Is there a JSON profile to define XACML policies?

Question

I'm novice with the XACML world. I've read some documentation regarding JSON and REST profiles of the v3.0 standard but everything I can find is related to XACML requests and responses and not policies (which is the part I'm interested in).

Is there any documentation about how should XACML policies be defined using a JSON profile instead of the traditional XML format?

Answer 1

No there isn't at the moment. The JSON profile of XACML only deals with XACML requests and responses. The idea behind the profile is to provide a more lightweight way of sending and receiving XACML requests / responses.

Since policies are typically at rest, the encoding of the policy doesn't matter so much.
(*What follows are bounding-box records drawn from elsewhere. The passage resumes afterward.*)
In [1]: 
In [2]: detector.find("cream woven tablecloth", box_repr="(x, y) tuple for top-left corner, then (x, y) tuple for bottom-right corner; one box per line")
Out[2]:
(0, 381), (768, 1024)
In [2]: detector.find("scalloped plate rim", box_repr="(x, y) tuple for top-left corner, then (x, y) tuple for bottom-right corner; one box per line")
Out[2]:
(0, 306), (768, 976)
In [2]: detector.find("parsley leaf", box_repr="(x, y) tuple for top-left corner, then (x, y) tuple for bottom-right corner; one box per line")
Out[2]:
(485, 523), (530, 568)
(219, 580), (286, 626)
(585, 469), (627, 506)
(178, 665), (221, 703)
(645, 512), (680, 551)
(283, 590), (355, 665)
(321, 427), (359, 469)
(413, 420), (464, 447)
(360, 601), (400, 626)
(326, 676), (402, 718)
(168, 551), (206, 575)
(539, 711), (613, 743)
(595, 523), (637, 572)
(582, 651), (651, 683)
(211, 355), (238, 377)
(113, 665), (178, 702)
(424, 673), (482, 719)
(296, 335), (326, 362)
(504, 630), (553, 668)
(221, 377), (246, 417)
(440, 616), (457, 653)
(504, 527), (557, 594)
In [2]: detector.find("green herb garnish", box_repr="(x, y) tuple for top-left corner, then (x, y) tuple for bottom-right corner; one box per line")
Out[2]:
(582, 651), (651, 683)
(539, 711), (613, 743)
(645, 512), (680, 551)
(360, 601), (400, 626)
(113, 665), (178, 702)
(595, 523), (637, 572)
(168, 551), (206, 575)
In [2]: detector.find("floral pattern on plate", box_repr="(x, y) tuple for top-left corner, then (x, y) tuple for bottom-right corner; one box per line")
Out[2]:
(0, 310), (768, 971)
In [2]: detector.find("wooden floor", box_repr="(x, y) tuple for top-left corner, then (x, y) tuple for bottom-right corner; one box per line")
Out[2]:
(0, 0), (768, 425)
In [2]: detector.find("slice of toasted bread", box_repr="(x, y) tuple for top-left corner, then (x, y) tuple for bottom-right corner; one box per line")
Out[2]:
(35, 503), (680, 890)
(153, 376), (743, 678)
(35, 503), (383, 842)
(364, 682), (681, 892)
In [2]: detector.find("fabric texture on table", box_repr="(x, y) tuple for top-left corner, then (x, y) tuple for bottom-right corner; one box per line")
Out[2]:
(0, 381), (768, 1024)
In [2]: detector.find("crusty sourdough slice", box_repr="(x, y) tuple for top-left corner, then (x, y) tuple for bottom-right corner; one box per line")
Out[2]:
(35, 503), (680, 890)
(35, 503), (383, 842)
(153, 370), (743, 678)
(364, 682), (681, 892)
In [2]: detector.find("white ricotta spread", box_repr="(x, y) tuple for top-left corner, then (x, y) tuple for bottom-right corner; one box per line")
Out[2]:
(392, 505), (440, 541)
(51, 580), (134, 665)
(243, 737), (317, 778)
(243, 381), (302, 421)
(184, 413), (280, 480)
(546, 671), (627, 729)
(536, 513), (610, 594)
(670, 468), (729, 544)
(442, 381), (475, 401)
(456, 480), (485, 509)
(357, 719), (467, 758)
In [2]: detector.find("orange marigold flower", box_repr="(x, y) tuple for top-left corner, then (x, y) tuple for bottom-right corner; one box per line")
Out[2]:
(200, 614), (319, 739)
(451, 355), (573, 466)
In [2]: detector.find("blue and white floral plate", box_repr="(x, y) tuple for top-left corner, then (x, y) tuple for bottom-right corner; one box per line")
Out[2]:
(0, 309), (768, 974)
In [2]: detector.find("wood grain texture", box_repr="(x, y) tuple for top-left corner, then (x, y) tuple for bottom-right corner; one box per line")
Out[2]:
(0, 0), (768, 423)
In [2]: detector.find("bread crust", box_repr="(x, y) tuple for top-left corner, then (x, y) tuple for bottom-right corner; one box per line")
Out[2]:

That said, there are 3 initiatives you may be interested in:

• the ALFA profile of XACML: this is a pseudo-code notation used to write XACML policies in an easy way. Axiomatics, the company I work for, is currently submitting the spec to the OASIS XACML Technical Committee as a profile.
  • There is a free plugin for Eclipse you can use to write ALFA. Download it here
  • I uploaded ALFA tutorials to YouTube. They are all available here.
• Bernard Butler of the Waterford Institute of Technology did implement XACML policies in JSON. You can find some of his work here. It uses a lot of the same ideas used in the JSON profile
• Ron Turner of nMed LLC has also done some work in that space. You can find a presentation on the topic here.